When I opened the door Stone and Gustolf were laughing about a rugby game, laughing a little too hard with suppressed tension.
I waited until the laughter died down. “Let me show you both what I found.”
• • •
Stone closed the clamshell-shaped case. It held various small compartments, the largest containing the usual latex gloves I’d seen everywhere in the cop world, others with tweezers, spray-bandage, and other assorted things too folded to see clearly. At the top of the clamshell were three flat things with inlaid designs, each no bigger than a pack of gum, two of which had flashing lights. He’d pulled out one and taken readings of the area around the painting. Now, he folded everything up and put it away.
“That’s it?” Gustolf asked.
“That’s it. This was good work,” Stone added.
“Chain of evidence rules—”
“Oh.” Stone cut me off. “No, we don’t have those. You take a photo, you take a reading, and that’s usually plenty. Investigators have to explain conclusions to Nelson, not a jury. Nelson’s pretty quick on the uptake.”
That was assuming he wasn’t covering anything up. “What’s a reading?”
Stone pointed to the upper section of the clamshell. “Fingerprint fluorescer and imager, camera with multiple light frequencies, Mindspace field reader. Not that the last doesn’t act up in cases like these, with so much noise. Research is still working on it. To be honest, I’ve never had a reading be all that useful in the field. The mind’s a lot more useful tool. But Nelson likes documentation.”
He was toting around probably the most complex—and likely illegal—computer-based technology I’d seen since pictures of pre–Tech War life in history class. “Those are very sophisticated devices there,” I observed.
“Don’t worry. We have a secure storage facility for when the normals send their inspector. We’re careful,” Stone said.
Wow. I took a moment and absorbed the ethics of that, especially as Gustolf didn’t seem to blink an eye.
“Well.” I explained what I suspected about the device. “I’d like you both to put out feelers. We need to know who makes these things and who would have access to them.”
“I’ll make some inquiries, but it will take a while,” Stone
said. “Getting access to Research takes Nelson and a hell of a lot of paperwork.”
“Oh,” I said, now worried. If Nelson was behind it . . .

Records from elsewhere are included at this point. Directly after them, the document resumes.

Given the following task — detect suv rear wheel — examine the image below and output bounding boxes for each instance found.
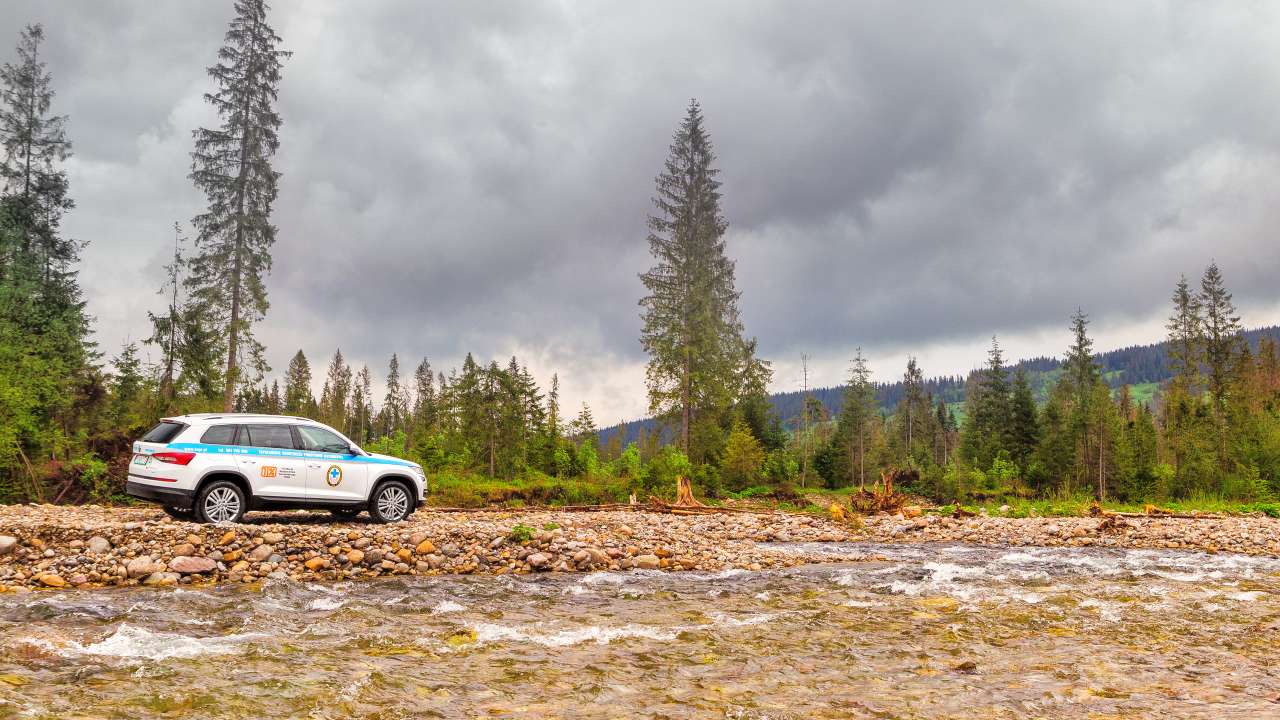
[196,480,246,523]
[164,505,196,521]
[369,482,413,523]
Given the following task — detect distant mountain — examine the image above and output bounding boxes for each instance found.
[600,325,1280,445]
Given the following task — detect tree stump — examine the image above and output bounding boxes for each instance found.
[675,475,707,507]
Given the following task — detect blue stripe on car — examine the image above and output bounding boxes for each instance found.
[166,442,413,468]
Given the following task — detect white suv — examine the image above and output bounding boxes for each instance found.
[125,413,426,523]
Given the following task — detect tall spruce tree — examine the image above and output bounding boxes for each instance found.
[284,350,316,416]
[963,336,1011,469]
[188,0,289,411]
[320,347,352,428]
[145,223,187,413]
[378,352,408,436]
[0,24,79,269]
[640,100,759,452]
[1165,275,1204,392]
[1199,263,1240,413]
[835,347,877,488]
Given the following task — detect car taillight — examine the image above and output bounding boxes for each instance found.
[151,451,196,465]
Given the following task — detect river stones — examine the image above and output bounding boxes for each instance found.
[635,555,662,570]
[169,555,218,575]
[248,543,275,562]
[124,555,164,578]
[142,571,182,585]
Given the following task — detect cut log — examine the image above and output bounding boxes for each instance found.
[675,475,707,507]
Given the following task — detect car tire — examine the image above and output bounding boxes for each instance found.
[196,480,248,523]
[369,480,413,523]
[164,505,196,521]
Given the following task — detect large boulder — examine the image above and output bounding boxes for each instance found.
[124,555,164,578]
[635,555,662,570]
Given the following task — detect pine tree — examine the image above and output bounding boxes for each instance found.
[378,352,408,436]
[1009,368,1039,468]
[320,347,352,428]
[1165,275,1204,392]
[1060,309,1102,410]
[1199,263,1240,413]
[412,357,436,434]
[111,342,145,429]
[895,357,934,466]
[832,347,876,488]
[347,365,374,443]
[284,350,316,416]
[145,223,187,413]
[963,336,1012,469]
[0,24,79,266]
[721,420,764,491]
[640,101,760,454]
[188,0,289,411]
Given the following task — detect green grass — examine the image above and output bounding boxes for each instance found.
[928,496,1280,518]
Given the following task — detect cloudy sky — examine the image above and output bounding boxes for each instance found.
[0,0,1280,423]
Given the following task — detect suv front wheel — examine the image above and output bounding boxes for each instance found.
[369,482,413,523]
[196,480,246,523]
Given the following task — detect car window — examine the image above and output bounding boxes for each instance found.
[241,425,293,450]
[200,425,236,445]
[298,425,351,455]
[142,423,187,442]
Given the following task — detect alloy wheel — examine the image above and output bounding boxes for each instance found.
[204,487,241,523]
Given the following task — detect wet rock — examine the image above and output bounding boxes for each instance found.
[169,555,218,575]
[142,573,182,585]
[634,555,662,570]
[40,573,67,588]
[248,543,275,562]
[124,555,164,578]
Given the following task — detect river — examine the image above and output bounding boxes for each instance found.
[0,544,1280,719]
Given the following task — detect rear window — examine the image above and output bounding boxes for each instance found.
[241,425,293,450]
[142,421,187,442]
[200,425,236,445]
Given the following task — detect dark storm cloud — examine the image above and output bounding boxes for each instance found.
[0,1,1280,418]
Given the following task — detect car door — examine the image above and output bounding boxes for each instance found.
[296,425,369,502]
[238,423,307,500]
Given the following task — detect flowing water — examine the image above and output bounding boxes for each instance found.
[0,546,1280,719]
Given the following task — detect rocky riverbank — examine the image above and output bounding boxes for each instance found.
[859,507,1280,556]
[0,505,1280,591]
[0,505,854,589]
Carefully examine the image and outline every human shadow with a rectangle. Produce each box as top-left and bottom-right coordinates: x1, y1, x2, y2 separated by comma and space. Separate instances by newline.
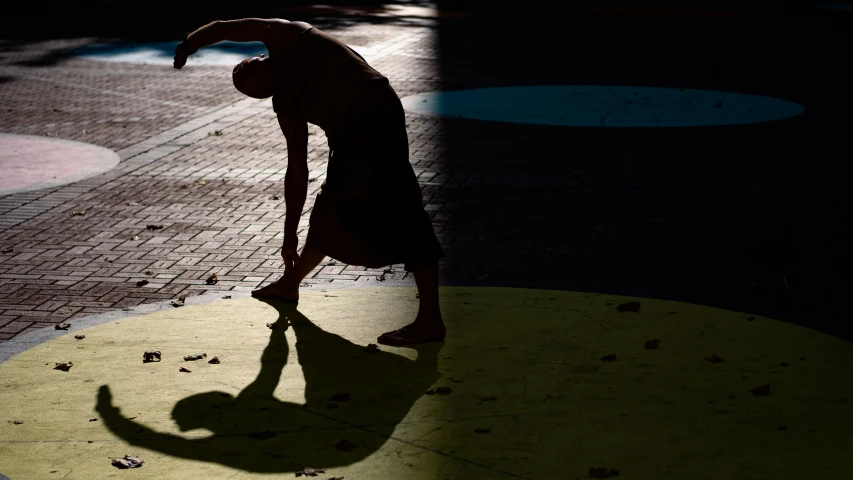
96, 300, 443, 473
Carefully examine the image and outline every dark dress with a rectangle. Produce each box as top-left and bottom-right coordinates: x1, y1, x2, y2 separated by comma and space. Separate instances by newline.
270, 28, 443, 271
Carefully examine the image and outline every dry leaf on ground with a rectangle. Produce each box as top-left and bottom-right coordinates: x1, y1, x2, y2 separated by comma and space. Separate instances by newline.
53, 362, 74, 372
112, 455, 144, 469
616, 302, 640, 313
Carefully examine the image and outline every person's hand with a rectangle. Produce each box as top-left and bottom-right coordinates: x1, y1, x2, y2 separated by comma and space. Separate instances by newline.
281, 236, 299, 275
172, 42, 190, 69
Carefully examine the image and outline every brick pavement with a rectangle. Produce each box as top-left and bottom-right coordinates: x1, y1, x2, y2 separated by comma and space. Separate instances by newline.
0, 13, 450, 339
0, 2, 851, 339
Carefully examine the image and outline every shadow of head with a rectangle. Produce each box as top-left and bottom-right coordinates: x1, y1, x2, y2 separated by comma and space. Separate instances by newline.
97, 301, 442, 473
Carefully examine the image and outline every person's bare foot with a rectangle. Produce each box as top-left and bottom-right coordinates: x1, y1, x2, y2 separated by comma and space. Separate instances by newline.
252, 275, 299, 303
376, 319, 447, 346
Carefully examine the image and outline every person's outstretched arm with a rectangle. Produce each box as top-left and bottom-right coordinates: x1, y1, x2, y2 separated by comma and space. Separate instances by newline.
174, 18, 290, 68
278, 115, 308, 274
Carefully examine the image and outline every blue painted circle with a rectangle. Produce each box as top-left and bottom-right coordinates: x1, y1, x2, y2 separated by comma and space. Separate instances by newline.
402, 85, 805, 128
74, 42, 269, 67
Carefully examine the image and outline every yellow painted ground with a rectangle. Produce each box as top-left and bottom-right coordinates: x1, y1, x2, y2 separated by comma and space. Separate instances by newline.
0, 287, 853, 480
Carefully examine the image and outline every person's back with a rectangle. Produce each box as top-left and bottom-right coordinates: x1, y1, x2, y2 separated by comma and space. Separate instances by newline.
270, 28, 386, 135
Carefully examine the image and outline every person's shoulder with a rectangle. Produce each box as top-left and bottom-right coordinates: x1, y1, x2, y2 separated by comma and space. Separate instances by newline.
267, 18, 314, 49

“I’ll ask,” Gustolf said. “We have cousins in the lab in Chicago who might be able to find out. I will contact you if they know anything.”
“Thanks,” I said.
I looked around again, at the physical location, the unmade bed, the stain on the floor, the burn marks, the smell. Trying to figure out if I’d missed anything.

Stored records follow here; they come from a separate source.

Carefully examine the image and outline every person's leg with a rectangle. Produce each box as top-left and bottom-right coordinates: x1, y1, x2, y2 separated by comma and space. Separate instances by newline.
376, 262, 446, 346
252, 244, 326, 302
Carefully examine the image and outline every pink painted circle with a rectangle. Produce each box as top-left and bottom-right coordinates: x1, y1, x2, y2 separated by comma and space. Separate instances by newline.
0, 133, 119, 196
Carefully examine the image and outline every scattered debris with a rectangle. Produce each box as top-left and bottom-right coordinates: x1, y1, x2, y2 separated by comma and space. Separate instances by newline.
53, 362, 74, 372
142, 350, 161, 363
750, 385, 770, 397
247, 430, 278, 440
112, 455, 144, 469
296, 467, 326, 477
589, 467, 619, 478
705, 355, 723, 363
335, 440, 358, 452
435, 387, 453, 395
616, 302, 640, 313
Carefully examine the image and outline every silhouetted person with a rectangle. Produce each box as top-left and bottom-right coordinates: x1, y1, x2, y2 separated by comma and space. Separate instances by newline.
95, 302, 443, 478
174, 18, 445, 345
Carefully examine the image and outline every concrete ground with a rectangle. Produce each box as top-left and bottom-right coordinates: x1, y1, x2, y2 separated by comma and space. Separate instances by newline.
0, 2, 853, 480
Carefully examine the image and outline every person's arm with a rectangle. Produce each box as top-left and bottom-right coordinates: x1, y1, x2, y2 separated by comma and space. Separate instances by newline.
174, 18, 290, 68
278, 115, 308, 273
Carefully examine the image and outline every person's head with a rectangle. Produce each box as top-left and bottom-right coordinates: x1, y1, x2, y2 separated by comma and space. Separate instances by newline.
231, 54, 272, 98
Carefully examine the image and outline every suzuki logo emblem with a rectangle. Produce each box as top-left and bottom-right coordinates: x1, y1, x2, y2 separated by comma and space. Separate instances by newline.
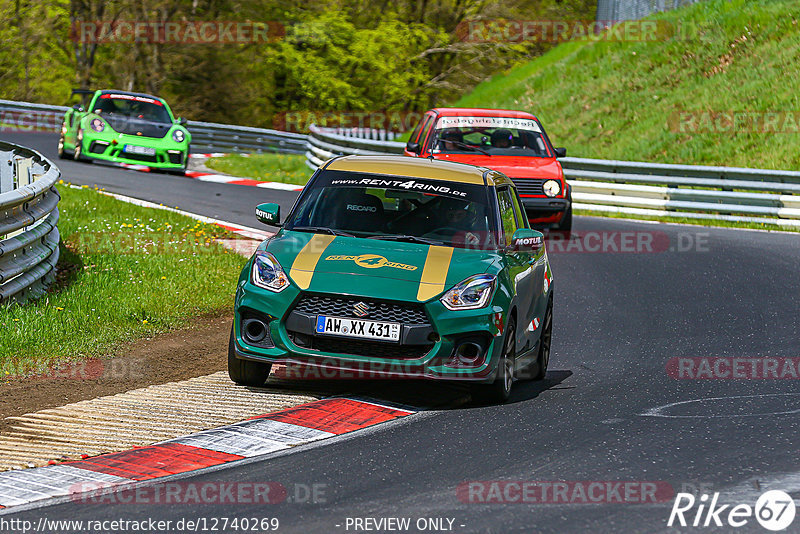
353, 302, 369, 317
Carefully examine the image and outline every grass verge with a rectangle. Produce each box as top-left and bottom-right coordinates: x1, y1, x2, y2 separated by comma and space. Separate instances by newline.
206, 154, 312, 185
573, 209, 800, 233
0, 186, 245, 375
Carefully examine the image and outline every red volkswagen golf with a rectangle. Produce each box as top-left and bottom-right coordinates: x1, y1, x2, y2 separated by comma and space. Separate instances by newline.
405, 108, 572, 232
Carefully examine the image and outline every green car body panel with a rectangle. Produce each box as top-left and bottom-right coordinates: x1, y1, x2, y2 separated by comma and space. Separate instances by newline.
231, 156, 553, 383
58, 90, 192, 171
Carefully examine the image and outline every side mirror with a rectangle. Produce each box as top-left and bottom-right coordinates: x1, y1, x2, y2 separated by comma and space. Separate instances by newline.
511, 228, 544, 250
256, 203, 281, 226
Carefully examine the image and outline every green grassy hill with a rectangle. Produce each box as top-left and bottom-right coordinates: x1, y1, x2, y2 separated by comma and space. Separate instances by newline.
456, 0, 800, 169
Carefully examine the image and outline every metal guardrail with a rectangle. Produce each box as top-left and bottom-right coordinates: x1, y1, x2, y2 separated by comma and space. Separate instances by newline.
0, 142, 61, 304
0, 100, 800, 227
187, 121, 307, 154
306, 126, 800, 227
0, 100, 307, 154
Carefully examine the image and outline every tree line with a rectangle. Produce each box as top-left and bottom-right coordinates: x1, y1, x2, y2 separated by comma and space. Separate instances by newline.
0, 0, 596, 126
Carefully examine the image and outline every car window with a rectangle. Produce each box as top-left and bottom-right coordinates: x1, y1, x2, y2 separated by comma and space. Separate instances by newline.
284, 171, 497, 249
497, 187, 519, 245
409, 115, 431, 143
432, 117, 552, 157
417, 115, 433, 151
511, 188, 530, 228
92, 94, 172, 123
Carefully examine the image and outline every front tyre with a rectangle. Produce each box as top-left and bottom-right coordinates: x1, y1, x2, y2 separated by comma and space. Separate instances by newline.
72, 130, 92, 163
533, 294, 553, 380
58, 124, 67, 159
471, 318, 517, 404
228, 327, 272, 387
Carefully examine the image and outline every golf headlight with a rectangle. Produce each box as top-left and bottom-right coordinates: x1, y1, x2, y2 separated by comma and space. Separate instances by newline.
542, 180, 561, 197
439, 274, 497, 311
251, 251, 289, 293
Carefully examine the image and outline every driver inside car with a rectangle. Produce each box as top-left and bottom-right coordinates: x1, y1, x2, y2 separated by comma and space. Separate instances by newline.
437, 198, 480, 245
492, 128, 514, 152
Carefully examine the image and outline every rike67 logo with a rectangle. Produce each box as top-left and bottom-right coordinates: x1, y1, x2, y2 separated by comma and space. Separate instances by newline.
667, 490, 797, 532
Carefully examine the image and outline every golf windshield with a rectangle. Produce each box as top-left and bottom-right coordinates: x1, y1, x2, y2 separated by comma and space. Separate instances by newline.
284, 171, 496, 249
433, 117, 553, 157
92, 94, 172, 123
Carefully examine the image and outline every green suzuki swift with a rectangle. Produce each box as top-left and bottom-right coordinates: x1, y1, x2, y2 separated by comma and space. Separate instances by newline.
228, 156, 553, 402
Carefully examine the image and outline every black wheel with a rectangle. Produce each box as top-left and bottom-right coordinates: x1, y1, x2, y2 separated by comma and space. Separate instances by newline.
228, 327, 272, 387
472, 319, 517, 404
58, 124, 67, 159
558, 202, 572, 234
533, 296, 553, 380
72, 130, 92, 163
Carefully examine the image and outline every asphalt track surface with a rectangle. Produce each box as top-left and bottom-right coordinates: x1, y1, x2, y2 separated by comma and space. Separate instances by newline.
0, 134, 800, 533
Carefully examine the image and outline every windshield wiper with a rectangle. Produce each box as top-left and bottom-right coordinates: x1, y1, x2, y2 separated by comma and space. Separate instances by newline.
291, 226, 355, 237
439, 139, 491, 156
367, 234, 444, 245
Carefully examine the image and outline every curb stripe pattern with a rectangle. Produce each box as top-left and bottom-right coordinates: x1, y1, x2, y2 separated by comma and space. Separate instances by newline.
119, 153, 303, 191
0, 397, 416, 508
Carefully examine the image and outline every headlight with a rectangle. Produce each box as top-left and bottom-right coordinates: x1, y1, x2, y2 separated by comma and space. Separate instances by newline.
439, 274, 496, 311
542, 180, 561, 197
251, 251, 289, 293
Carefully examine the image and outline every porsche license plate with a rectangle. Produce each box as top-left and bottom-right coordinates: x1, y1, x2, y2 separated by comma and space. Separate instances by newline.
122, 145, 156, 156
316, 315, 400, 341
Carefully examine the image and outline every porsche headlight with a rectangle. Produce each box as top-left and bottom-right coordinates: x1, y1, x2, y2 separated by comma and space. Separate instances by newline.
542, 180, 561, 197
251, 251, 289, 293
439, 274, 497, 311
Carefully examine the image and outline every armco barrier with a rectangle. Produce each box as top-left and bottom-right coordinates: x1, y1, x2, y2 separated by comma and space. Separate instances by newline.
0, 100, 800, 227
0, 142, 61, 304
0, 100, 307, 154
306, 126, 800, 227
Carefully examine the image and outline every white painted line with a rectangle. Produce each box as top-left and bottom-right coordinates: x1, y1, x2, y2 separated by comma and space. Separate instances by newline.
165, 419, 335, 458
0, 465, 130, 506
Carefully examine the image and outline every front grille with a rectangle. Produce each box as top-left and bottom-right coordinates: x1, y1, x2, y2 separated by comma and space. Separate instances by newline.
120, 152, 158, 163
289, 332, 433, 360
511, 178, 544, 195
294, 295, 430, 325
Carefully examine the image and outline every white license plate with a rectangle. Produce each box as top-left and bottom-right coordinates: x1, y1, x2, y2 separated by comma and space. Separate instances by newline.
316, 315, 400, 341
122, 145, 156, 156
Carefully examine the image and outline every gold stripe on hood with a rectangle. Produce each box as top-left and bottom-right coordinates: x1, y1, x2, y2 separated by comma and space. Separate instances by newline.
417, 246, 453, 302
289, 234, 336, 289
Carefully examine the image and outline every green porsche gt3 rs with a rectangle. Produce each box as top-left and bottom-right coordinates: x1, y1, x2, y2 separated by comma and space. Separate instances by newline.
58, 90, 192, 174
228, 156, 553, 402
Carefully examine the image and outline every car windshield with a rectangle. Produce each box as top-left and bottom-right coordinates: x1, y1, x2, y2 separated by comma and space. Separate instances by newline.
92, 94, 172, 123
284, 171, 497, 250
433, 117, 553, 158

My stomach rumbled, loudly. I was used to skipping meals under Cherabino’s driving pace, but it was maybe three in the afternoon and I hadn’t eaten since early this morning. “Food?” I asked. Was it odd that the smell wasn’t damping my appetite?
“If you want,” Stone said. “We were just leaving anyway.”
• • •
I pushed the elevator button for Level Five, the skybridge. The doors closed.

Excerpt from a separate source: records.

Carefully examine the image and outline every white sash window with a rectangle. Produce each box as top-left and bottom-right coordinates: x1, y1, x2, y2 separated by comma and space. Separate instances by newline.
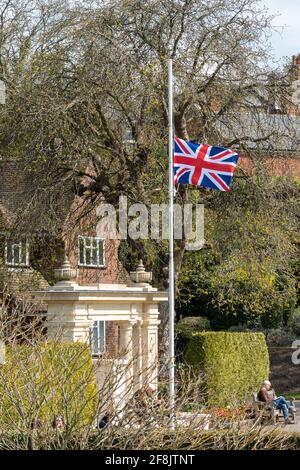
90, 320, 106, 356
78, 237, 105, 268
5, 240, 29, 266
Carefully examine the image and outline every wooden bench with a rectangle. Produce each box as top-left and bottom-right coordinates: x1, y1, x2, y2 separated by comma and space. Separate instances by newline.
253, 393, 296, 424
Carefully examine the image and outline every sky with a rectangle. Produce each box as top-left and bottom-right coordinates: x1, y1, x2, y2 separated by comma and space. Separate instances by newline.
261, 0, 300, 63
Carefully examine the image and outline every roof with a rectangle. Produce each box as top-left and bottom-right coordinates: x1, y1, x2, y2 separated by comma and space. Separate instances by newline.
216, 112, 300, 153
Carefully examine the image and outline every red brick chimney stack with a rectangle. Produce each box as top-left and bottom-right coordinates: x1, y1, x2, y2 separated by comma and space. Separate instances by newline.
292, 54, 300, 80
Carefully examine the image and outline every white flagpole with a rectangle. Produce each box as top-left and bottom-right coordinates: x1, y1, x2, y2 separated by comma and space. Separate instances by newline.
168, 59, 175, 428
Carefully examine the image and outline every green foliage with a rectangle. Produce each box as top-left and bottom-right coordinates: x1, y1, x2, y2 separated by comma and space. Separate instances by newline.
0, 342, 97, 430
185, 332, 269, 406
175, 317, 211, 358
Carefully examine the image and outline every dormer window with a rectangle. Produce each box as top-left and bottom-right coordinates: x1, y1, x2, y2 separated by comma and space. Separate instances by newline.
5, 240, 29, 266
78, 237, 105, 268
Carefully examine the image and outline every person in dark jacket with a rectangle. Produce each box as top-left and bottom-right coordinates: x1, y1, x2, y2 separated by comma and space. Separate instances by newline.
257, 380, 296, 424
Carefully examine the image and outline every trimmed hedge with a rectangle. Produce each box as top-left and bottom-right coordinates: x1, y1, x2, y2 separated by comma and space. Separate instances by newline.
0, 342, 98, 431
185, 331, 270, 406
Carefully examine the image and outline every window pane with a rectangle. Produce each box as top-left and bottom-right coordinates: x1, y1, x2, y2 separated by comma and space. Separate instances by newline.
91, 322, 98, 354
98, 321, 105, 352
90, 320, 105, 354
85, 248, 91, 264
98, 240, 104, 266
6, 242, 13, 264
92, 248, 98, 266
13, 245, 21, 264
21, 243, 27, 264
79, 238, 84, 264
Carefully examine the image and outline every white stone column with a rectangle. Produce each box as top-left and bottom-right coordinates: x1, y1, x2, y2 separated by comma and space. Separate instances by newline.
118, 321, 134, 401
141, 304, 160, 388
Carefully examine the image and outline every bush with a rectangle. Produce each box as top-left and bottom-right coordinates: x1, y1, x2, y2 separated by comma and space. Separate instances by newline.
185, 332, 269, 406
0, 343, 97, 431
175, 317, 211, 358
291, 308, 300, 336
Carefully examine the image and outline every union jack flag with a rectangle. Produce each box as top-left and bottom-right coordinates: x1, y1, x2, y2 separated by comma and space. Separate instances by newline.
174, 137, 239, 192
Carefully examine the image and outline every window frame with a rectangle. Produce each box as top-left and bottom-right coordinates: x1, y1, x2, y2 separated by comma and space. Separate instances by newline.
4, 238, 30, 268
89, 320, 106, 356
77, 235, 105, 268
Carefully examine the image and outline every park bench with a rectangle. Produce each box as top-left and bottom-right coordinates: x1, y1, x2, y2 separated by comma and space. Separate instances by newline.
253, 393, 296, 424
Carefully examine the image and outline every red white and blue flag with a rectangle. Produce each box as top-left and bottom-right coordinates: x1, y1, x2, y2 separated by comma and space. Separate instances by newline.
174, 137, 239, 192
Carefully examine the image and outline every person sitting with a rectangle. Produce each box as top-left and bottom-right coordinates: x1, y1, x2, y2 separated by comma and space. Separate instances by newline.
257, 380, 296, 424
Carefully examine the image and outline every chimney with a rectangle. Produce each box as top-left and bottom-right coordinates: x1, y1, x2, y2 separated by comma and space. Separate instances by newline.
292, 54, 300, 80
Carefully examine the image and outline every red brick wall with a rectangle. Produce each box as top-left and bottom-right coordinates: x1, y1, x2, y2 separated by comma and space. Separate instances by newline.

“Good work in there,” Stone repeated.
“Thanks.” Unable to help myself, I added, “Seems like way too much trouble for a regular suicide, don’t you think? Especially from a guy who’d throw out half his apartment to keep a suicide from happening?”
“Yeah,” he said, not happy.
The elevator stopped on Level Four, someone pushing through into the elevator. Stone was already off, too late.
I followed. A long line of people stretched around the side wall, some standing, some sitting on the floor with their backs against the wall. One guy near the end scratched at his face too hard, over and over, and the people standing near him were pulled away as scratches spread through the whole line, one person after another scratching face, hands, arms absently.
An overwhelming fear feeling came from the man at the end of the line, and I shielded up to my gills. Suicide or homicide, the Guild still had the Madness contagion to worry about. And me—well, I had that to worry about too.